By no means do we need to celebrate the mercenary’s and warlord’s ethos in order to recognize that their life offers a sharp alternative to the contemporary dominance of anonymous struggle in interchangeable insignificance — one that doesn’t require throwing your own life away in a tide of innocent blood.
Drinking last night with a friendly mercenary, talk turned to Aristotle’s famous heuristic that he who doesn’t live as a citizen is either a beast or a god. Why, I asked, did mercenaries think they ought to break violently with basic political order as a framework for life? How could today’s most radical vision of winning depart so dramatically from the mainstream of modern and ancient philosophy alike — harkening more to the battlefield of Troy than to Plato’s academy? The response was as circular and lyrical as the vision of life expressed by Homer himself, and not entirely on account of the booze.

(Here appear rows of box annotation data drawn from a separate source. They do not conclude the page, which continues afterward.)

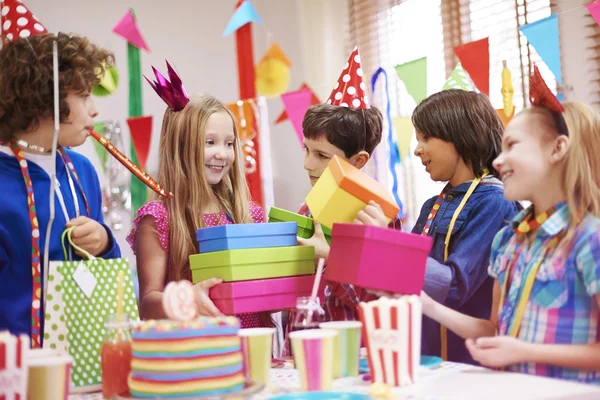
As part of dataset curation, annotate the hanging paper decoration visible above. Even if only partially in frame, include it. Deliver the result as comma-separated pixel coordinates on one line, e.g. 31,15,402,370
113,9,149,215
275,83,321,124
396,57,427,104
255,58,290,97
281,88,312,146
392,117,415,160
519,14,562,85
113,9,150,53
454,38,490,96
227,99,263,204
585,1,600,24
92,122,108,172
127,116,152,171
92,67,119,97
0,0,48,41
327,47,369,109
223,0,262,37
496,60,515,126
371,67,404,219
442,63,473,91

Above all, I was struck by how grown-up were the mercenary’s reflections. This was a considered adoption of potent, life-narrowing burdens, carried over time. It occurred to me that I was being allowed a very slight glimpse into the future. It seems outlandish that lots of today’s mopey and hopeless millennials would make the choice to become a warlord or a mercenary — or even to try. Yet many of them, in a barely-suppressed panic, increasingly share the same vision of failure as the mercenaries and warlords — the corporate cubicle, the dead-end life, the tamed and imprisoned habits, the long, wearying going through of the economic and cultural motions.